Trump hat Putin verwirrt | Vitaly Portnikov. 10.07.2026.

Offenbar ist man im Kreml von den jüngsten Äußerungen des Präsidenten der Vereinigten Staaten, Donald Trump, zum russisch-ukrainischen Krieg überrascht, zugleich aber nicht bereit, einen ernsthaften Konflikt mit dem Hausherrn des Oval Office zu riskieren.

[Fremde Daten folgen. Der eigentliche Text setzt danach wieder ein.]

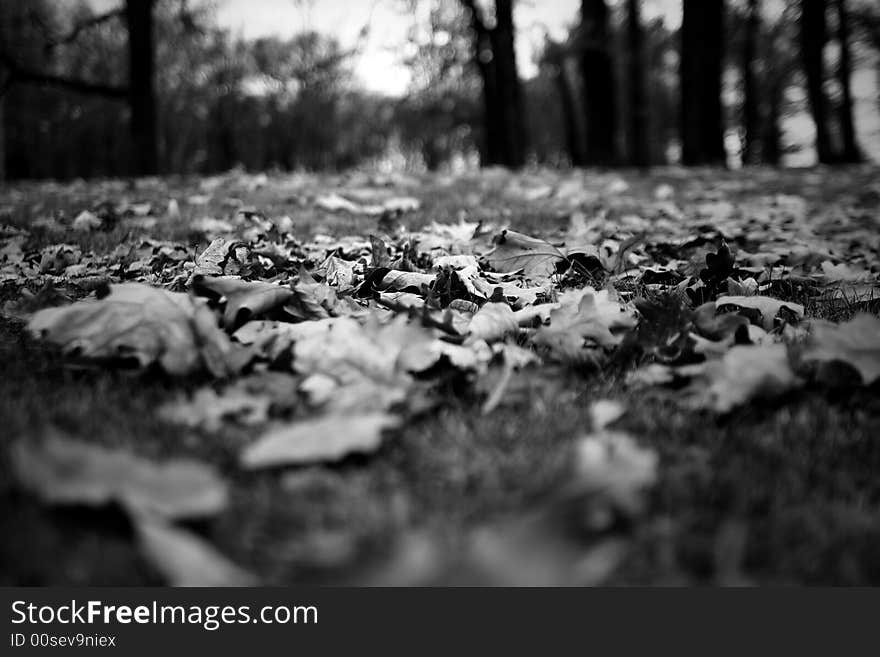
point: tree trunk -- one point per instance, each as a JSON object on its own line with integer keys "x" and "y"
{"x": 142, "y": 93}
{"x": 702, "y": 54}
{"x": 598, "y": 80}
{"x": 771, "y": 137}
{"x": 510, "y": 112}
{"x": 751, "y": 113}
{"x": 851, "y": 151}
{"x": 2, "y": 141}
{"x": 638, "y": 108}
{"x": 813, "y": 36}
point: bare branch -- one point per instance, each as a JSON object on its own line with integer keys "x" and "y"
{"x": 89, "y": 23}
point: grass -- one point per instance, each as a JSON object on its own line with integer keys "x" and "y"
{"x": 782, "y": 492}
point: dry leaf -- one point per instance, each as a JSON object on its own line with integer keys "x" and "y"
{"x": 65, "y": 471}
{"x": 244, "y": 299}
{"x": 514, "y": 251}
{"x": 184, "y": 559}
{"x": 143, "y": 323}
{"x": 856, "y": 342}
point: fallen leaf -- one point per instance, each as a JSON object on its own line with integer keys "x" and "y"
{"x": 321, "y": 439}
{"x": 185, "y": 559}
{"x": 742, "y": 374}
{"x": 244, "y": 299}
{"x": 856, "y": 342}
{"x": 767, "y": 306}
{"x": 537, "y": 258}
{"x": 143, "y": 323}
{"x": 492, "y": 322}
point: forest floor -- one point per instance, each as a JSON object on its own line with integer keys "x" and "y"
{"x": 623, "y": 410}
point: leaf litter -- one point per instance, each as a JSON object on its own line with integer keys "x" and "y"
{"x": 365, "y": 332}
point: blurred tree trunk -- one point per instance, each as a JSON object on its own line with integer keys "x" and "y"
{"x": 2, "y": 140}
{"x": 597, "y": 70}
{"x": 813, "y": 36}
{"x": 751, "y": 112}
{"x": 702, "y": 54}
{"x": 638, "y": 109}
{"x": 851, "y": 151}
{"x": 557, "y": 58}
{"x": 771, "y": 135}
{"x": 142, "y": 92}
{"x": 495, "y": 57}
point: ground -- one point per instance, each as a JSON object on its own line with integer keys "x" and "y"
{"x": 781, "y": 489}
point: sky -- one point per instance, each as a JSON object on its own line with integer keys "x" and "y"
{"x": 379, "y": 67}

Trump hatte bekanntlich nach seinem Gespräch mit Volodymyr Zelensky angekündigt, den russischen Präsidenten anzurufen. Doch Putin wartete vergeblich auf diesen Anruf. Kreml-Sprecher Dmitri Peskow betonte jedoch, Trump sei offenbar sehr beschäftigt gewesen und habe deshalb keine Zeit für seinen Chef gefunden. Im Kreml sei man aber jederzeit zu einem Dialog mit dem Präsidenten der Vereinigten Staaten bereit.

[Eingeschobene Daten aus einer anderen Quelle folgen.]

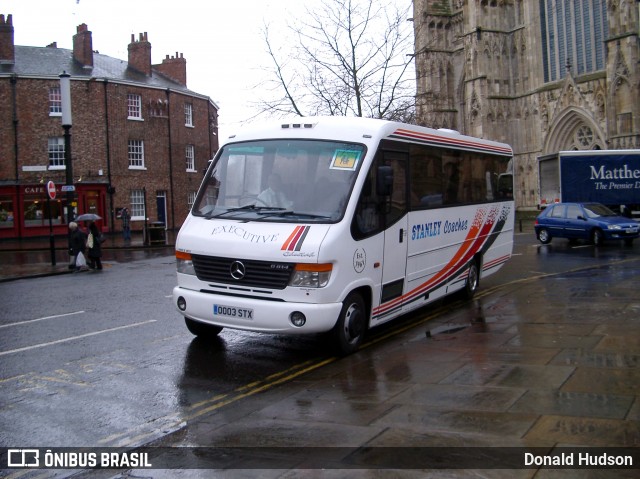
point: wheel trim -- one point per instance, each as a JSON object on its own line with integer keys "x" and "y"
{"x": 353, "y": 324}
{"x": 472, "y": 279}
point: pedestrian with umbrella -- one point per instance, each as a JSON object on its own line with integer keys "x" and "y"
{"x": 94, "y": 248}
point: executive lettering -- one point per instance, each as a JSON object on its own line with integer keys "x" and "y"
{"x": 245, "y": 235}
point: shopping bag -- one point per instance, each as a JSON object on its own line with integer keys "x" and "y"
{"x": 81, "y": 261}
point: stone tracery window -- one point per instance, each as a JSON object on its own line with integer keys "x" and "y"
{"x": 584, "y": 137}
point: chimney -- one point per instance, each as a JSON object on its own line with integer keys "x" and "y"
{"x": 83, "y": 46}
{"x": 140, "y": 54}
{"x": 7, "y": 52}
{"x": 175, "y": 68}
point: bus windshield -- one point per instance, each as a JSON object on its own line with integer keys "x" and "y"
{"x": 280, "y": 180}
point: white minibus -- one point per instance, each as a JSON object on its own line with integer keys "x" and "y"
{"x": 331, "y": 224}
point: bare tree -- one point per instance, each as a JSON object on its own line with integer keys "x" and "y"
{"x": 344, "y": 57}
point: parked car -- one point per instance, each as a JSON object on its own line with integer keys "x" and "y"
{"x": 589, "y": 221}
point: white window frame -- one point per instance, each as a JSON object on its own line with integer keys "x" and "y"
{"x": 137, "y": 205}
{"x": 55, "y": 101}
{"x": 56, "y": 153}
{"x": 134, "y": 106}
{"x": 188, "y": 114}
{"x": 190, "y": 156}
{"x": 136, "y": 155}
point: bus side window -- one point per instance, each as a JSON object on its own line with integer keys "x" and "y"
{"x": 376, "y": 209}
{"x": 368, "y": 217}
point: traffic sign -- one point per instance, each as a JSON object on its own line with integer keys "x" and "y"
{"x": 51, "y": 190}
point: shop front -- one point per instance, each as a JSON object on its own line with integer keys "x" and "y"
{"x": 28, "y": 211}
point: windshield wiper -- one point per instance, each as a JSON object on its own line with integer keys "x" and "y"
{"x": 240, "y": 209}
{"x": 287, "y": 212}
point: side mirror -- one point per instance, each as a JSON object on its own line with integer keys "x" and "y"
{"x": 384, "y": 181}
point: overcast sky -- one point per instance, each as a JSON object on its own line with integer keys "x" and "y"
{"x": 221, "y": 40}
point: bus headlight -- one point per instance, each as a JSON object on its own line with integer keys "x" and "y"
{"x": 184, "y": 263}
{"x": 311, "y": 275}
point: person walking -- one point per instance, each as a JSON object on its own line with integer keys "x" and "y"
{"x": 94, "y": 252}
{"x": 126, "y": 225}
{"x": 77, "y": 241}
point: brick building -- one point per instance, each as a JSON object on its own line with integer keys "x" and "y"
{"x": 139, "y": 137}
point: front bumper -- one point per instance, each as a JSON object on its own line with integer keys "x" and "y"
{"x": 266, "y": 316}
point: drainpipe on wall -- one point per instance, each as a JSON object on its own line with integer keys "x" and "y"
{"x": 110, "y": 188}
{"x": 173, "y": 216}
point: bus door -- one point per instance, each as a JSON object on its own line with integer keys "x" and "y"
{"x": 394, "y": 206}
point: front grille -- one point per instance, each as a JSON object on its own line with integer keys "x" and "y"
{"x": 257, "y": 274}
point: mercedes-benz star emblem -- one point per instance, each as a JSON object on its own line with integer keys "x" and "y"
{"x": 237, "y": 270}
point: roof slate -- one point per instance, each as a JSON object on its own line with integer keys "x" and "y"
{"x": 51, "y": 62}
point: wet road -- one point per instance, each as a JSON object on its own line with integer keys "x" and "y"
{"x": 546, "y": 354}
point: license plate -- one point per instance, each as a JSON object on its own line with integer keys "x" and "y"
{"x": 232, "y": 311}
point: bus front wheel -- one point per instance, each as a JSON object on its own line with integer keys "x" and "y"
{"x": 352, "y": 324}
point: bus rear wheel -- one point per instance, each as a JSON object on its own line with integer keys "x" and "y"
{"x": 473, "y": 280}
{"x": 348, "y": 332}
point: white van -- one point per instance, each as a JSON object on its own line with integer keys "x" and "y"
{"x": 340, "y": 224}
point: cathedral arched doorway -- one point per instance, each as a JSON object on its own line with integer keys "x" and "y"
{"x": 574, "y": 130}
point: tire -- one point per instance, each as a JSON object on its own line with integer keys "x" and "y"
{"x": 544, "y": 236}
{"x": 349, "y": 331}
{"x": 473, "y": 281}
{"x": 202, "y": 330}
{"x": 597, "y": 237}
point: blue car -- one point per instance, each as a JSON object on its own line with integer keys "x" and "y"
{"x": 590, "y": 221}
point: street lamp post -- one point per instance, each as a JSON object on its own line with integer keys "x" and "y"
{"x": 65, "y": 103}
{"x": 65, "y": 97}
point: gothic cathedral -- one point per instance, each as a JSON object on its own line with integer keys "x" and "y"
{"x": 542, "y": 75}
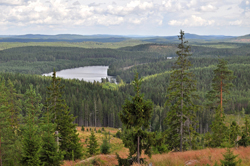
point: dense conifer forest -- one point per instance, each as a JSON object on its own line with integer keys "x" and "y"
{"x": 33, "y": 105}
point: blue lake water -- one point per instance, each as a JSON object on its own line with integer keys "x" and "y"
{"x": 87, "y": 73}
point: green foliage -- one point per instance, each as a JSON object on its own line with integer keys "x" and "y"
{"x": 245, "y": 137}
{"x": 160, "y": 145}
{"x": 32, "y": 143}
{"x": 135, "y": 115}
{"x": 221, "y": 83}
{"x": 118, "y": 134}
{"x": 92, "y": 147}
{"x": 180, "y": 99}
{"x": 219, "y": 133}
{"x": 105, "y": 146}
{"x": 230, "y": 159}
{"x": 56, "y": 105}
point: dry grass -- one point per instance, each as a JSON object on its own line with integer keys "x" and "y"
{"x": 197, "y": 157}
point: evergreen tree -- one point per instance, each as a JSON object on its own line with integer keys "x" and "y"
{"x": 105, "y": 147}
{"x": 245, "y": 138}
{"x": 68, "y": 137}
{"x": 230, "y": 159}
{"x": 136, "y": 115}
{"x": 11, "y": 135}
{"x": 221, "y": 84}
{"x": 31, "y": 141}
{"x": 219, "y": 130}
{"x": 180, "y": 98}
{"x": 234, "y": 132}
{"x": 51, "y": 155}
{"x": 4, "y": 120}
{"x": 92, "y": 146}
{"x": 56, "y": 105}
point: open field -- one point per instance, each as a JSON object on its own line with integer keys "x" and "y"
{"x": 192, "y": 158}
{"x": 115, "y": 45}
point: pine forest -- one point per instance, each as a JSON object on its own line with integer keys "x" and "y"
{"x": 180, "y": 97}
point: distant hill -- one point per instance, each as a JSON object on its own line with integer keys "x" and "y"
{"x": 242, "y": 39}
{"x": 113, "y": 38}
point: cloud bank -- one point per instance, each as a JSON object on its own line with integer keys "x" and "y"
{"x": 125, "y": 16}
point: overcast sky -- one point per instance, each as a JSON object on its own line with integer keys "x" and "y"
{"x": 125, "y": 17}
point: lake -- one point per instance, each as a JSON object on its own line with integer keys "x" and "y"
{"x": 87, "y": 73}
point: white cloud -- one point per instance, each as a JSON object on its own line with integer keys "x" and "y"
{"x": 237, "y": 22}
{"x": 12, "y": 2}
{"x": 127, "y": 14}
{"x": 193, "y": 21}
{"x": 208, "y": 8}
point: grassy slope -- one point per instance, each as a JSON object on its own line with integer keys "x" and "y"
{"x": 7, "y": 45}
{"x": 198, "y": 157}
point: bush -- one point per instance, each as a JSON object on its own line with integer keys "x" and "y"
{"x": 105, "y": 147}
{"x": 92, "y": 145}
{"x": 230, "y": 159}
{"x": 118, "y": 134}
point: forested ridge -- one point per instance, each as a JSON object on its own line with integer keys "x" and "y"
{"x": 152, "y": 66}
{"x": 93, "y": 105}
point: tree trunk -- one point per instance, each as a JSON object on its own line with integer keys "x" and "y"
{"x": 0, "y": 151}
{"x": 57, "y": 140}
{"x": 181, "y": 129}
{"x": 95, "y": 113}
{"x": 138, "y": 150}
{"x": 221, "y": 98}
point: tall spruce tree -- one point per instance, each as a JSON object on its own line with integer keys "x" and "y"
{"x": 4, "y": 120}
{"x": 135, "y": 115}
{"x": 12, "y": 135}
{"x": 221, "y": 84}
{"x": 92, "y": 146}
{"x": 68, "y": 138}
{"x": 31, "y": 141}
{"x": 51, "y": 155}
{"x": 219, "y": 130}
{"x": 180, "y": 98}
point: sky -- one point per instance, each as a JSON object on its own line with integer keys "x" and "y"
{"x": 125, "y": 17}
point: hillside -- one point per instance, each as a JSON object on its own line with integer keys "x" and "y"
{"x": 193, "y": 157}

Eine weitere Erklärung, die im Kreml auf offensichtliches Unverständnis stieß, war die Tatsache, dass der amerikanische Präsident gemeinsam mit anderen Vertretern seiner Administration die ukrainischen Angriffe auf russische Ölraffinerien und Unternehmen des militärisch-industriellen Komplexes faktisch unterstützte. Peskow weigerte sich jedoch, diese Haltung des amerikanischen Präsidenten als Eskalation zu bezeichnen. Er betonte, es handle sich lediglich um einen Irrtum des Präsidenten der Vereinigten Staaten – ebenso wie dessen Auffassung, militärischer Druck auf die Russische Föderation werde zu einer Lösung des Konflikts um die Ukraine beitragen.

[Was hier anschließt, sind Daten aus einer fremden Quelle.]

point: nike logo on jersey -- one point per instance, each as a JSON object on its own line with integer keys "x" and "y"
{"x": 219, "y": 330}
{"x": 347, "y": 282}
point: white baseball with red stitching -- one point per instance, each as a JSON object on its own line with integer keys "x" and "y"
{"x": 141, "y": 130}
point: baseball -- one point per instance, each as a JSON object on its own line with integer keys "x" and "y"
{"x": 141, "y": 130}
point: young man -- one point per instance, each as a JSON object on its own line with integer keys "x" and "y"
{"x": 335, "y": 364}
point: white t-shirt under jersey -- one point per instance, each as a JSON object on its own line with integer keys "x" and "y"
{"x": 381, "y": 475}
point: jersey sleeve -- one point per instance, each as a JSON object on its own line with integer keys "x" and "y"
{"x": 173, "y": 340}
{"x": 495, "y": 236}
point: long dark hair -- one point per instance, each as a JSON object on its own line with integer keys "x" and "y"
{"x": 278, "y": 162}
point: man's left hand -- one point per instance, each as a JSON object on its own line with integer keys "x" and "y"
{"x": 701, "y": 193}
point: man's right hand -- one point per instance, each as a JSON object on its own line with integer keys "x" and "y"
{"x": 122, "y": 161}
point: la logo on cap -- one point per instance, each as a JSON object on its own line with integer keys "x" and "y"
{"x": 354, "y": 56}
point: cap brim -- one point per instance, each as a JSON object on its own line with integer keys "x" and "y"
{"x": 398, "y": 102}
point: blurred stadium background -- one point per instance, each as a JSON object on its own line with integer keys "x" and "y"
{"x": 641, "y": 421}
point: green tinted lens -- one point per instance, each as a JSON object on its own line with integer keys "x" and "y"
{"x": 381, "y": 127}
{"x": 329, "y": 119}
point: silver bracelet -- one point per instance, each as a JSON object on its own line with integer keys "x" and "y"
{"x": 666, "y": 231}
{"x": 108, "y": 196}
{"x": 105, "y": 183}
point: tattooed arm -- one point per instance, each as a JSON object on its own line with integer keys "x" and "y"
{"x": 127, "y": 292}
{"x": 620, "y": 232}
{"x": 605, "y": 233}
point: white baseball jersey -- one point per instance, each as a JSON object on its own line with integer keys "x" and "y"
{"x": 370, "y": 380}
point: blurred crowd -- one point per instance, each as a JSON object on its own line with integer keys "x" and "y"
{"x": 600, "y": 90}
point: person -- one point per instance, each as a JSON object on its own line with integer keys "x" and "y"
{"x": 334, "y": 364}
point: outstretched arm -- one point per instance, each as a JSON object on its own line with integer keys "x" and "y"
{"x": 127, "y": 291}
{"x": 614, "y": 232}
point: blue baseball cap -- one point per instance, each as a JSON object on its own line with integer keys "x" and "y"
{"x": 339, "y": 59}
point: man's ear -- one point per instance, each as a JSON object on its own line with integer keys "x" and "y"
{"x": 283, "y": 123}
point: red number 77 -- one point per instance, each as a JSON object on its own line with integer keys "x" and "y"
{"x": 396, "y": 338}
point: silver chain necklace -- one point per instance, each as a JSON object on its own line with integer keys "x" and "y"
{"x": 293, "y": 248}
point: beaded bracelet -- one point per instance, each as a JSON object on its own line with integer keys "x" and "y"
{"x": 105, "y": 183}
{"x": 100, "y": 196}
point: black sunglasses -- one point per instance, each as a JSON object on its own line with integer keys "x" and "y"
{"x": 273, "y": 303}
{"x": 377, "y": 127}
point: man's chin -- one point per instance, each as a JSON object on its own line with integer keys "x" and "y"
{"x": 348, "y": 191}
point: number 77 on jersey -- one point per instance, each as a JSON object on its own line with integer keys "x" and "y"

Eine weitere Äußerung des amerikanischen Präsidenten, die in Moskau für Verärgerung sorgt, betrifft Trumps Aussage, er habe mit Zelensky über eine mögliche Schließung des ukrainischen Luftraums gesprochen – allerdings offenbar erst nach dem Ende der Kampfhandlungen. „Es hatte niemand darüber gesprochen, den ukrainischen Luftraum bereits vor dem Ende der Kampfhandlungen zu schließen“, betonte Peskow. Er erinnerte daran, dass die Schließung des Luftraums über der Ukraine den Einsatz von Streitkräften der NATO-Mitgliedstaaten voraussetze – und genau dagegen werde die sogenannte militärische Spezialoperation geführt.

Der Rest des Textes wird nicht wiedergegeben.